Experimental study on full-scale steel moment-resisting frames with nonstructural walls subjected to multiple earthquakes

Abstract

A cyclic loading test of a steel moment-resisting frame (SMRF) with nonstructural components was conducted to evaluate the seismic performance of steel buildings subjected to multiple earthquakes. The specimen is a single-floor, one-span substructure of the intermediate story of typical current middle- or low-rise steel building in Japan. Two specimens were tested. The structural systems of these two specimens were the same, but the nonstructural components attached to the steel frame were different. The light gauge steel (LGS) partition wall and the autoclaved lightweight concrete (ALC) exterior wall were used as the nonstructural components of each specimen. One typical set of loading history that corresponds to one earthquake was created based on the response analysis results, and multiple sets of loadings with various levels were loaded to consider the effect of multiple earthquakes. Based on the observed visible damages, it was found that the structural component performed well under multiple earthquakes with a maximum story drift angle less than 1/50, while for the nonstructural component, the ALC wall performed better than the LGS wall.

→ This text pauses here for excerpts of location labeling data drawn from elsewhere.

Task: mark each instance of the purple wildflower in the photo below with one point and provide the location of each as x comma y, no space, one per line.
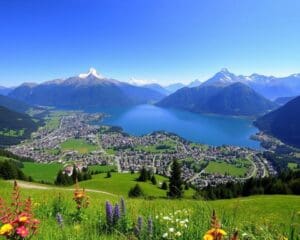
109,214
116,215
140,223
150,226
59,219
123,207
138,228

From the obtained load–deformation relationship, it was found that the strength of the structural component and the strength contribution of the LGS wall gradually decreased when subjected to multiple earthquakes, while the strength contribution of the ALC wall fluctuates within a close range. Moreover, the elastic stiffness of the structural component subjected to multiple earthquakes was almost constant, while the stiffness contribution of the nonstructural components decreased.